Winter on the high plains is not an easy life

for anyone or thing or being driven mad by the quiet

whip of the wind as it crosses the plains flat and dusty

where only the aged mesquite blooming brightly

signals the end of winter, and the orbit of the spring moon

lights the crevices where the vulnerable hide in the canyon.


It’s fascinating to watch the snow fall in the canyon

covering flora and fauna alike with no regard of life

on varying scales of existence beneath the winter moon

crouching, hidden in crevices, waiting for the quiet

dampening the snow brings, where shadows brightly

dance against the landscape once dry and dusty.


I walk where the snow and the ground, still dusty,

wait for the drifts to descend the walls of the canyon.

Where the sun has long given way to sky brightly

lit by earth’s companion, a slumbering bath of life

flooding the floor of the canyon, hushed and quiet

like the foot of Neil Armstrong as it touched the moon.
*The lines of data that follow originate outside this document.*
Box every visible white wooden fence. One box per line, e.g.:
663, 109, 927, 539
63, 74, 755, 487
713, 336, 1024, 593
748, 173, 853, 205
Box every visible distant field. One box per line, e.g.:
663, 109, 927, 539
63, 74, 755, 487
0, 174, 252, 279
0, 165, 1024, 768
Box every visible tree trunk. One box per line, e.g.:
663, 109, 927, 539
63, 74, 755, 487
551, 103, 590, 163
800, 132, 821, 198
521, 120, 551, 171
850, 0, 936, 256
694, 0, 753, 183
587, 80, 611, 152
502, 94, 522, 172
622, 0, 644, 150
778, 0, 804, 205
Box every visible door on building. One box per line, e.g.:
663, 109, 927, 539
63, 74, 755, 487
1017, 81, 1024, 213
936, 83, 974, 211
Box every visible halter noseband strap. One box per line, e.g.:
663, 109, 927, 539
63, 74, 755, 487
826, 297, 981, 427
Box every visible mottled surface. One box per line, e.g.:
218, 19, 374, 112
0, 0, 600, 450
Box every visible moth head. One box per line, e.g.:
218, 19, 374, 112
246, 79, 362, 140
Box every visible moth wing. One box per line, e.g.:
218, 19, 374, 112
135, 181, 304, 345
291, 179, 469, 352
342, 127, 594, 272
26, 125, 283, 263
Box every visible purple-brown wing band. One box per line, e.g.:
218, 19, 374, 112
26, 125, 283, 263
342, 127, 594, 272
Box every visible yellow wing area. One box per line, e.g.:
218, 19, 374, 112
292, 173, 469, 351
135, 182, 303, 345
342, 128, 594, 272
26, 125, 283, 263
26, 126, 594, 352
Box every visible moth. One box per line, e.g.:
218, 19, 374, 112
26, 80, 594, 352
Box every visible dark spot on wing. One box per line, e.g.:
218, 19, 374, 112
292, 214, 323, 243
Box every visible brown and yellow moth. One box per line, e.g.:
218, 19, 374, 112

In the crevice where the light from the full moon

has yet to reach the smallest of bobcats lying in his dusty

den, only his golden ocher eyes revealing his quiet

watch for an unsuspecting victim crossing the canyon.

In the depths of winter when the snow falls, life

is hidden or beneath ground, slumbering, dreaming brightly


Of warmer days and gentler nights where desires brightly

formed fill the arroyo with the sweetness of a summer moon

and aoudad sheep and diamondbacks hunt lesser life

themselves living on such as is hidden in the dusty

fissures of the Spanish Skirts high up walls of the canyon

their gray, yellow and lavender stone swishing in the quiet.


Imaginary dancers prance beneath a brightly shining moon,

their footsteps awaking the sleeping life from their dusty beds

and echoing the voices of long ago, now quiet, in the canyon.